The most common question we get asked as beekeepers is, “Does honey ever go bad?” If the honey is harvested properly, the answer to this question is NO. I’m not sure if there is any other foods that could be placed in the same category. Remarkable really! Over time, honey will harden or crystallize but that doesn’t mean it’s bad or needs to be thrown out (oh, please don’t throw it out).

There are a number of reasons why honey crystallizes. First, honey can be made from the nectar of many different flowers and some nectar is more prone to the crystallizing process. In our neck of the woods (southwest Saskatchewan), canola honey crystallizes the quickest. The short explanation is simple chemistry. Honey is a highly saturated combination of two sugars, sucrose and glucose in a mixer of 70% carbohydrates and roughly 20% water. Therefore, over time, this solution cannot maintain all this dissolved sugar and some will begin to crystallize. Secondly, honey is temperature sensitive. If you keep your honey in a cooler place, it will harden quicker.

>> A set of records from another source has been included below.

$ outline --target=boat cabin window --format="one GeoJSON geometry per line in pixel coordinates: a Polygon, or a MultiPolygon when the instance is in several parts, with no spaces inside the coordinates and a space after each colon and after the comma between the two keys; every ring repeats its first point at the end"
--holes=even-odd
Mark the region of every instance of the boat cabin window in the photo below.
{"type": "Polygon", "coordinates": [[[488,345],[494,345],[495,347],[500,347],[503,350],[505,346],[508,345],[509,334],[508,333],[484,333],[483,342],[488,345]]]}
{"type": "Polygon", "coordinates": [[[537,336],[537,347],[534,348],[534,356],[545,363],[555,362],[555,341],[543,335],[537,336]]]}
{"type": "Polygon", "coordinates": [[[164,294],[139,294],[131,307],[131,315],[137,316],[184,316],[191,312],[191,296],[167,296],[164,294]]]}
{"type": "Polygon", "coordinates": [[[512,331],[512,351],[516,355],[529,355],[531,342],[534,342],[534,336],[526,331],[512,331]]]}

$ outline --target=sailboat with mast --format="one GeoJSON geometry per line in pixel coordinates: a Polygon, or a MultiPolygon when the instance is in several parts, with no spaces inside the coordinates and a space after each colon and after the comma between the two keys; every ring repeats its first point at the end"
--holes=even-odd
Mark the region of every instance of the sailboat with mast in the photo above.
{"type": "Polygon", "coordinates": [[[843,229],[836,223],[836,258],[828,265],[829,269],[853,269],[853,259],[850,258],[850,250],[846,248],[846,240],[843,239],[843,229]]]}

Now what do you do with your jar of crystallized honey? If you are simply wanting to add some honey to your tea or coffee, just scoop out a spoonful and add it to your hot beverage. It will dissolve immediately. If you need it liquid for more accurate measurements like baking for example, this is the drill. Slowly warm your crystallized jar of honey (needs to be in a glass jar—no plastic) in a pan of water on the stove. The key to this process is SLOWLY. If honey is heated too fast or too hot, it losses a significant amount of its nutritional value and becomes liquid sugar only which, by the way, is the same thing as pasteurizing your honey. We aim to stay away from this whenever possible.

Please don’t be upset if your jar of honey crystallizes. This actually means that it is the real deal, no fake honey, nothing added, nothing taken away. It’s the real mccoy and this should make you very happy.